The search functionality of Doc Engine is exposed via its public API
/api/documents for Document search /api/batchrecords for Batch Record search
GET /documents
Resource URL: /api/documents
Parameter:
Response: A JSON string containing the records matching the query, or an empty []
Example Request:
GET /api/documents?query={“sn_title”:”he”,”document_level”:”1”,”labels”:[“2”]}&page_number=1
(Shown as the original strings. In reality, they must be URL-encoded before sending.)
{
"page_number": 1,
"num_pages": 1,
"data":
[
{
"title": "Test 124",
"labels": [
{
"content": "TEST"
}
],
"file_url": "/doc_engine/access/4/",
"version": "1.0",
"location": "",
"serial_number": "HE 124"
},
{
"title": "Home, sweet home",
"labels": [
{
"content": "TEST"
}
],
"file_url": "/doc_engine/access/10/",
"version": "1.0",
"location": "",
"serial_number": "HE 123121212"
}
]
}
There are two models for storing documents in Doc Engine: Document and FileObject. Document stores the metadata about each document, i.e. the serial number, title, and group permission.

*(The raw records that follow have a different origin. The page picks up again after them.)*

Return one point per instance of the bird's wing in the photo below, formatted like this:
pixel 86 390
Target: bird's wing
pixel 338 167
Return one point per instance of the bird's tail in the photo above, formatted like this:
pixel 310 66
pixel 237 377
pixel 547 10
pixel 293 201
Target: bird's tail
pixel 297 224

It also contains a version number that corresponds to a FileObject, which stores the file path to the actual file on the disk. The user can change the version number for a given Document instance and have it serve a specific version of the file.

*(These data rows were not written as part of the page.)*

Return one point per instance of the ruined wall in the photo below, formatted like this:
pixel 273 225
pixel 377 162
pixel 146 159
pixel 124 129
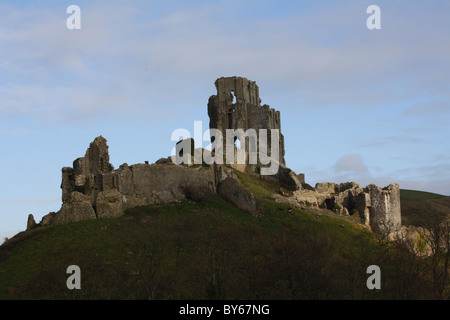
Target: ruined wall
pixel 237 106
pixel 93 189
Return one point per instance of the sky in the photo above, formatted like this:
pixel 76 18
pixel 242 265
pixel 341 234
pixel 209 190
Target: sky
pixel 356 104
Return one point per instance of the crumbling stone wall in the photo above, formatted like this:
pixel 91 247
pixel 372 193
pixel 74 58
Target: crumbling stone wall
pixel 378 208
pixel 92 188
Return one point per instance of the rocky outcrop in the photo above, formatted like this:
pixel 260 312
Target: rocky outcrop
pixel 378 208
pixel 92 188
pixel 384 211
pixel 31 223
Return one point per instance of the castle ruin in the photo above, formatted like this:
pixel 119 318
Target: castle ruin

Creating/updating/deleting of records is done via the Django admin interface
The search result provides a link to the actual file at /doc_engine/access/primary key/ . Access control is employed to ensure that only authorized users are permitted to access the document.
Security is ensured through the following mechanisms:
1. Group-based permission model: Each Document has a set of permitted groups. When a user tries to access the document, his/her group membership is checked against that of the Document. Only a user who passes the test will be given access to the file. Others will see “Access Denied.”
2. Access recording: Each time a user attempts to access a document, a record is written in the database, regardless of the outcome (success or access denial).
3. Watermarking of PDF documents: If the document to be accessed is a PDF file, an access watermark is added to the bottom of every page, specifying the user who downloaded the file and the time of access.
GET /batchrecords
Resource URL: /api/batchrecords
Parameters:
All the parameters are enclosed in a JSON query string
| name optional | Product name for the batch record |
| batch_number optional | Batch number of the batch record |
date_manufactured_from optional date_manufactured_to optional |
Specify the date range to search for [date_manufactred_from, date_manufactured_to] |
At least one parameter has to be non-empty, otherwise the server returns a 400 error.
Response: A JSON string containing the records matching the query, or an empty []
Example Request:
GET /api/batchrecords?query={“name”:”am”,”batch_number”:”AMP12”,”date_manufactured_from”:”2011-04-01”,”date_manufactured_to”:”2011-09-06”}&page_number=1
(Shown as the original strings. In reality, they must be URL-encoded before sending.)
{
"page_number": 1,
"num_pages": 1,
"data": [
{
"date_manufactured": "2011-08-19",
"batch_number": "AMP12",
"name": "Ampicillin",
"date_manufactured_minguo": "0100-08-19",
"location": "AB 123"
}
]
}
Creating/updating/deleting of records is done via the Django admin interface.